Ihr verständnisvolles Gehabe und die sofortige Kapitulation ertrug ich heute nicht. Ich wollte mich streiten, aber meine Mutter war dafür mehr als ungeeignet. Diesen Part hatte früher mein Vater übernommen. Wir hatten uns immer großartig streiten können, brüllten einander an, bis wir heiser wurden, warfen die Arme wild gestikulierend in die Höhe und knallten Türen in die Rahmen. Nicht, dass es jemals ausartete, wir machten uns auf diese Weise einfach Luft, wenn wir vom jeweils anderen gefrustet waren und kamen wehmütig wieder aufeinander zu, um uns entschuldigend in die Arme zu nehmen.
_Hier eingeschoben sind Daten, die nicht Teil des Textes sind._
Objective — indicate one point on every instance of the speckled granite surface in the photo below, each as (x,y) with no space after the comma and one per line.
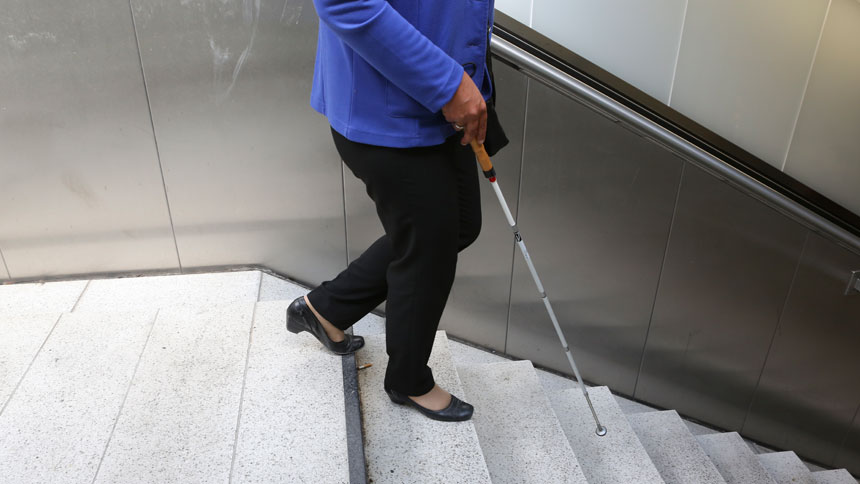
(521,439)
(402,445)
(673,449)
(786,468)
(734,459)
(616,457)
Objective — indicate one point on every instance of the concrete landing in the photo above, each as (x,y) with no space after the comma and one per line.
(673,449)
(50,297)
(59,420)
(616,457)
(193,290)
(786,468)
(734,459)
(404,446)
(521,439)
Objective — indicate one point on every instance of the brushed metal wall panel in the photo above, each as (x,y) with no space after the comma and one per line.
(4,274)
(743,67)
(251,171)
(809,390)
(477,309)
(595,210)
(728,270)
(849,455)
(637,41)
(519,10)
(80,187)
(826,145)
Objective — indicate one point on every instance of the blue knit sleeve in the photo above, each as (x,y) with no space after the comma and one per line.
(395,48)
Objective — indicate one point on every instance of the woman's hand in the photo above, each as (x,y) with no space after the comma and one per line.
(468,109)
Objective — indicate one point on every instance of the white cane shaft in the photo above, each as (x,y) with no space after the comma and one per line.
(502,201)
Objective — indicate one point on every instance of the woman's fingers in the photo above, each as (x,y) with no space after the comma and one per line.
(468,109)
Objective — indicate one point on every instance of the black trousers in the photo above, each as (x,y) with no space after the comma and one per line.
(428,201)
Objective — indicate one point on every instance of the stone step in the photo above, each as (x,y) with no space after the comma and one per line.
(836,476)
(786,468)
(402,445)
(292,427)
(521,439)
(734,459)
(673,449)
(616,457)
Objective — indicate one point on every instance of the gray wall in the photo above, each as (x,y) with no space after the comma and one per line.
(177,135)
(776,77)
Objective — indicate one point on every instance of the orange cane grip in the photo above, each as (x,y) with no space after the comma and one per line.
(483,159)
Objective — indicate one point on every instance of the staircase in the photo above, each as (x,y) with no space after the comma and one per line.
(193,378)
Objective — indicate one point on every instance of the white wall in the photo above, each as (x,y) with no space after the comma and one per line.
(777,77)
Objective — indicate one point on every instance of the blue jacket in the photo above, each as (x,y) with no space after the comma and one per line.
(384,69)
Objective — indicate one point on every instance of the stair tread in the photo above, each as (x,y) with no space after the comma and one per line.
(835,476)
(292,427)
(616,457)
(673,449)
(521,439)
(23,335)
(401,445)
(786,468)
(734,459)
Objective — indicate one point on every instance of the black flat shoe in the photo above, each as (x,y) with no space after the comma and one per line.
(301,318)
(456,411)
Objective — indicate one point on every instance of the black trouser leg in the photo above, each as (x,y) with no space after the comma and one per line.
(428,201)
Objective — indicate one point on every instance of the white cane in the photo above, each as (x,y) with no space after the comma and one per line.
(490,173)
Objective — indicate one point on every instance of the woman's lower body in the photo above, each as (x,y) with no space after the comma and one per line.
(428,201)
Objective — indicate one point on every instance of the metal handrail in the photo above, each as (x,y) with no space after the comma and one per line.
(581,92)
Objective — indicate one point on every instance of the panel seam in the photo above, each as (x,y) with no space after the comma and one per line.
(27,371)
(81,296)
(517,214)
(841,447)
(678,54)
(260,287)
(5,266)
(805,87)
(155,137)
(125,397)
(776,329)
(242,392)
(660,276)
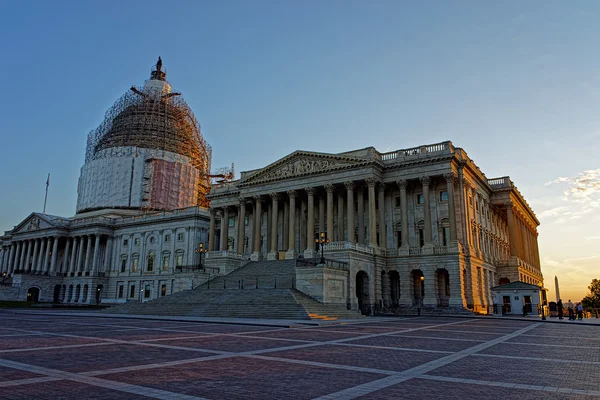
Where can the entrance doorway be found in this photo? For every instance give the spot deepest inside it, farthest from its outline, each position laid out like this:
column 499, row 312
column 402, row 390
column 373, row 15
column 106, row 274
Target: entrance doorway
column 57, row 294
column 362, row 292
column 418, row 287
column 33, row 294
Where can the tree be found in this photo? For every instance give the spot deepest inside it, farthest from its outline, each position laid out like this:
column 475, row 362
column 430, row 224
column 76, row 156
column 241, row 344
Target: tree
column 592, row 300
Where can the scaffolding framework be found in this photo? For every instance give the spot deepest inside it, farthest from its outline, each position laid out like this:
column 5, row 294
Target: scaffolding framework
column 153, row 118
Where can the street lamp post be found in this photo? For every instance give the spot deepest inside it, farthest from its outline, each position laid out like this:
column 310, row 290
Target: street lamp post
column 322, row 240
column 200, row 250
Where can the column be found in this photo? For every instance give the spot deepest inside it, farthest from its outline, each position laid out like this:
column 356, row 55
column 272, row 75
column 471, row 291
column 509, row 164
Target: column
column 404, row 213
column 382, row 233
column 330, row 188
column 360, row 200
column 426, row 212
column 241, row 225
column 372, row 212
column 19, row 256
column 54, row 255
column 67, row 264
column 28, row 255
column 256, row 255
column 291, row 251
column 108, row 254
column 40, row 264
column 11, row 259
column 73, row 267
column 350, row 217
column 340, row 218
column 310, row 224
column 45, row 268
column 88, row 253
column 286, row 225
column 224, row 228
column 96, row 253
column 321, row 214
column 450, row 179
column 511, row 230
column 211, row 230
column 273, row 253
Meine Mutter aber konnte das nicht. Ihr Gemüt war wie ihre Berliner, weich und zuckersüß. Sicher hätte Gregor gerne ein Stück davon gekostet.
Ich verzog angewidert das Gesicht, während ich durch die Pfützen stampfte. Sie hätte mich gesucht. Was sollte das überhaupt bedeuten? Dass sie sich, sobald ich außer Sicht war, von irgendwelchen Kerlen angraben lässt? Ich hätte schreien können, hier mitten im Regen auf der leeren Straße. Aber ich schritt nur zornig weiter, ließ das kalte Nass in die Kleidung sickern und von meinen Haaren tropfen. Vielleicht würde es mich komplett aufweichen, es wäre mir egal. Sollte ich doch eine dicke Erkältung bekommen. Dann könnte ich mich die nächsten Tage zumindest vor der Welt verkriechen.